I’m not crazy…

We’ve reached day two of the alarm system talking to me.  I’m not sure where to change the battery so it just keeps telling me it’s okay.  Reassuring me.  Every 30 seconds.

For eternity.

Or until about 30 minutes before Mike gets home from work when it stops talking and acts like nothing is wrong.

Additionally on the non crazy front, before she left for school this morning my daughter asked me to put her plastic frog into the bathtub she made for it.  She wanted her in the tub at 9 AM and removed at 10 AM… Frogs like a long bath.  She specified that I didn’t have to put real water in it… it was fine the way it was.

When I realized it was 9:05 I had a sudden surge of guilt that I was running late getting her frog in the “tub”.  I ran in, apologized to the plastic frog (which has not yet been named or I would call it by name instead of just saying “the plastic frog” over and over again).  I put the plastic frog in the bathtub and now I’m forced to keep a close eye on the time to make sure I don’t leave her in for too long.
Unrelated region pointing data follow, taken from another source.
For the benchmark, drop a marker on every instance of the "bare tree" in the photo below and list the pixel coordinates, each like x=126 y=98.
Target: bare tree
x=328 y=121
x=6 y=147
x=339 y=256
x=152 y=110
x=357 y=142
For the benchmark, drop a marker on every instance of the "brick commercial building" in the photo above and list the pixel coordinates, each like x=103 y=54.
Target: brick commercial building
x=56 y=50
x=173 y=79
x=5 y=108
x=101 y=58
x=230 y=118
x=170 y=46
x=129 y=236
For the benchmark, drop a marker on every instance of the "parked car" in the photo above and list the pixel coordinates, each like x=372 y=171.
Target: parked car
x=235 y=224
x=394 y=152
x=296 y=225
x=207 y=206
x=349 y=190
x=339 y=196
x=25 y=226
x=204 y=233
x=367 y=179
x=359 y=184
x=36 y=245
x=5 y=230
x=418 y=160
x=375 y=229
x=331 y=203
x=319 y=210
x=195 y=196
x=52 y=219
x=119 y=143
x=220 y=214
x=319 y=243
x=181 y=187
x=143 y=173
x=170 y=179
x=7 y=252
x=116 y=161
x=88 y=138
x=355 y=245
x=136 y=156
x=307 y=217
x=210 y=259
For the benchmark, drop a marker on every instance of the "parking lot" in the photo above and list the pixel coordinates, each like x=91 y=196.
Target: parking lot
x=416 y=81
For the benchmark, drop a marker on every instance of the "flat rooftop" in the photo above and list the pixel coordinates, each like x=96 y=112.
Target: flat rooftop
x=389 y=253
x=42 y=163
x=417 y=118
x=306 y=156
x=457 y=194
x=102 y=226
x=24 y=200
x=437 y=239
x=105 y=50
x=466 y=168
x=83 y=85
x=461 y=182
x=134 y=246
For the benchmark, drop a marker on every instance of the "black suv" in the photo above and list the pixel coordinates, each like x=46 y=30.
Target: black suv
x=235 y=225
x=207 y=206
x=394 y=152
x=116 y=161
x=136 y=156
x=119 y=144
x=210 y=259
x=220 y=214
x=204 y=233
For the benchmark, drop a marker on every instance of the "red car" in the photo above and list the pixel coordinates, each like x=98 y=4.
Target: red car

Did I mention that this is the 3rd day in a row that I’ve been wearing an apron?  It is. I have some nice aprons… but they’re pretty standard.  White cotton with embellishment on the chest.  If I’m going to continue this apron wearing 50’s housewife thing I’m working on, I’m going to need something cute.

With ruffles.  Maybe a bow.  Or some pom poms.

Oh and it has to be all black…

Back to work… I know the alarm is okay (because it tells me so) but I think I better go check on all the electronic devices in the house that aren’t talking to me… just to make sure they’re alright.

By the time I’m done with that I’m pretty sure it will be time to take the plastic frog out of the tub.

9 thoughts on “I’m not crazy…

  1. loveyh says:

    Pretty 50’s style aprons are so fun! I have a cute pair of rubber gloves with spotted ruffles I wear to clean the showers with.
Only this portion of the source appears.